In Japan, inflation is becoming a problem. First-quarter nominal GDP was running above 5% year over year, so 10 times the policy rate of 0.5%. Business conditions are strong, especially among domestically oriented sectors, while labor markets are tight and inflation expectations are accelerating. The BOJ should be hiking rates, but tariffs, which could cut into GDP and reduce confidence, remain a concern. Politics have also muddied the picture: Heading into the July 20 Upper House elections, the candidates were effectively competing on who could loosen fiscal policy more. Poor demographics are always pulling real yields in the other direction, yet we think the combination of inflation and fiscal risks will bias longer-term yields higher.
Where do we see opportunities relative to these concerns about Europe and Japan? We think yields could decline in the UK, where worries about fiscal slippage caused a spike in the term premium that we believe is overdone, while the employment picture appears to be weakening.
Private investments: Rain, rain, go away, IPOs please come back in play
As companies stay private longer and IPO activity remains muted, we recognize there may be concerns about liquidity, especially for insurance companies. However, we remain positive on the opportunity set. As our colleagues argued recently, the leading private companies will eventually go public because they need three things that the public market provides: liquidity, access to low-cost capital and efficiency, and, ultimately, brand recognition.

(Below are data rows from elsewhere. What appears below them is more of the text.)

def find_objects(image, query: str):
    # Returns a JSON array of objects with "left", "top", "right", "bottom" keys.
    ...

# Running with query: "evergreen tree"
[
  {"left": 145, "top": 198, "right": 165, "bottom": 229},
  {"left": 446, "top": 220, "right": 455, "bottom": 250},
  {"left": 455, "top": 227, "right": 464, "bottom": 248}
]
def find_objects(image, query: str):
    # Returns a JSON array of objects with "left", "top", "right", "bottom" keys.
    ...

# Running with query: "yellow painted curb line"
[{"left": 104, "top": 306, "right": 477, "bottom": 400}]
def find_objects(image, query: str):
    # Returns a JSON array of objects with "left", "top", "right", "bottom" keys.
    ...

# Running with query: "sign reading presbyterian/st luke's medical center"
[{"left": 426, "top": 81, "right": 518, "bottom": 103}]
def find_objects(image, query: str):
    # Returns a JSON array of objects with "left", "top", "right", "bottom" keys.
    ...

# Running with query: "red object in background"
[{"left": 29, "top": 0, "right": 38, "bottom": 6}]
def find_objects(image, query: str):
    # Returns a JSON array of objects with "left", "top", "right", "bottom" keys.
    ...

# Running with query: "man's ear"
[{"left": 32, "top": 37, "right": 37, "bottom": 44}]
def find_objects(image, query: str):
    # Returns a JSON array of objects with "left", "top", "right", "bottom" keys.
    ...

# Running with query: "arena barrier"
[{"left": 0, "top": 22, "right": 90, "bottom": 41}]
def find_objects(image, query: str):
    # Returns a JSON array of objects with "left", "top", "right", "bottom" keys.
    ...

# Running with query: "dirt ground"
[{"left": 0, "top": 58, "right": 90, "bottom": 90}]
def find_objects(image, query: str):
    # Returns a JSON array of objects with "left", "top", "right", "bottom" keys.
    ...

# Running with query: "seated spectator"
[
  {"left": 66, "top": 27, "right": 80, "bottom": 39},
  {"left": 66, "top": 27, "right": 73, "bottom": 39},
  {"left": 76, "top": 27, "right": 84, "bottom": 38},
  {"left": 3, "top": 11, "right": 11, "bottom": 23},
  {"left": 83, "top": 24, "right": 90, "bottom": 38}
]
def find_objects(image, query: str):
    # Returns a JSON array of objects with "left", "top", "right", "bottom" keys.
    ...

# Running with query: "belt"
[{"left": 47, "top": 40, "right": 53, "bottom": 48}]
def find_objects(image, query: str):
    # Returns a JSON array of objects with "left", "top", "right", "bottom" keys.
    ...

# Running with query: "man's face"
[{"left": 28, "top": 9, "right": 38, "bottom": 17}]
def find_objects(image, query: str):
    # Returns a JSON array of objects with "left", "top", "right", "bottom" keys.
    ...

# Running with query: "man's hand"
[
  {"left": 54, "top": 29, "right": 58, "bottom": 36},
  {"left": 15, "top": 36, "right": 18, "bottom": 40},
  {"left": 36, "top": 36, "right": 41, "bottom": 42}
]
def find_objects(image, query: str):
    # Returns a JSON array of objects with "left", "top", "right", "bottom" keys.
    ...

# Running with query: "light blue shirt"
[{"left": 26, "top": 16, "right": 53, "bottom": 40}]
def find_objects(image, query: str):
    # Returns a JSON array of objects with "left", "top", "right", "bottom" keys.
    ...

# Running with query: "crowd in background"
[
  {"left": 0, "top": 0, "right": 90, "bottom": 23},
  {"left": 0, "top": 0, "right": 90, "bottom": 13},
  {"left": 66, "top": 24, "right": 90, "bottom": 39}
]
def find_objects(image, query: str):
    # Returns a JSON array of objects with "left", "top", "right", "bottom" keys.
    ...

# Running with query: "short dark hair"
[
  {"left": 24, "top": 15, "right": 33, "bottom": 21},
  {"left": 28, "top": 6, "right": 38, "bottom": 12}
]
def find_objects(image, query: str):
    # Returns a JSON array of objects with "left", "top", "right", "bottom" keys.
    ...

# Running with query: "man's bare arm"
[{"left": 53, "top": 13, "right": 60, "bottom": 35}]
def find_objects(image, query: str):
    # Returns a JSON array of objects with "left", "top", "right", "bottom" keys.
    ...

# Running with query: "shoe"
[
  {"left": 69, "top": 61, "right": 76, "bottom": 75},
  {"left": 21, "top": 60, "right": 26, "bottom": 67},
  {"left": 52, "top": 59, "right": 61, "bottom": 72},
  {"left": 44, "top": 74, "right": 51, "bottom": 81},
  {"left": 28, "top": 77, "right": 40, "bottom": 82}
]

Given this value proposition, we think IPOs are bound to happen, and in the meantime, investors can potentially capitalize on several advantages the private market may offer over the public market, including higher growth profiles, sector diversification, and value creation. That said, it is crucial that investors fully understand the dynamics leading companies to stay private longer and consider the full spectrum of opportunities across public and private markets.
Commodities: Weighing geopolitical opportunities and concerns
We maintain our neutral view on commodities. Structural tailwinds remain favorable for gold, including the geopolitical environment and flows from EM central banks and retail investors. The prospect of an acceleration in central bank efforts to diversify their reserves may provide an additional kicker. That said, we see a case for pausing to wait for a more favorable entry point for a long position in gold, within what we acknowledge is a strong uptrend (albeit with some volatility). A recent geopolitical premium has provided what we believe is a short-term boost to prices, and structural tailwinds remain, but valuations are extreme (the highest since 1980).
We moved to a small underweight view on oil following the recent spike in geopolitical concerns. While the situation in the Middle East is fluid, there is already a significant geopolitical risk premium in the oil market despite the fact that prices have come down since the US strikes on Iran. Given that we see a low probability of a significant supply disruption, we think higher prices give producers the opportunity to hedge 2026 production, which could reverse the trend of capex and production discipline. We agree with the consensus view that there will be oversupply by the end of the year, creating a potentially attractive entry point for shorting crude, with the primary risk being the substantial negative carry drag.
Investment implications
Consider maintaining a slight pro-risk stance — We believe we are past peak uncertainty, but trade policy uncertainty remains relatively high. Given our base case of no recession, we see a case for insurers maintaining some risk in both their reserve assets and in surplus portfolios. Within global equities, we favor utilities and financials. Against those, we have underweight views on materials and energy, with the latter reflecting our expectation that oil supply will lead to lower prices.
Watch for fixed income opportunities resulting from divergent policies — While we do not currently have a strong overweight/underweight view on global duration, we see regional duration opportunities that can potentially add alpha to portfolios. In particular, yields in the euro area and Japan look expensive relative to the UK given our expectation that fiscal stimulus, improving growth, and rising inflation expectations will push yields higher in the former markets.
Stay steady in spreads — Given a no-recession base case, we maintain our slight overweight view on credit spreads, specifically in securitized credit where valuations are generally more appealing versus IG corporates.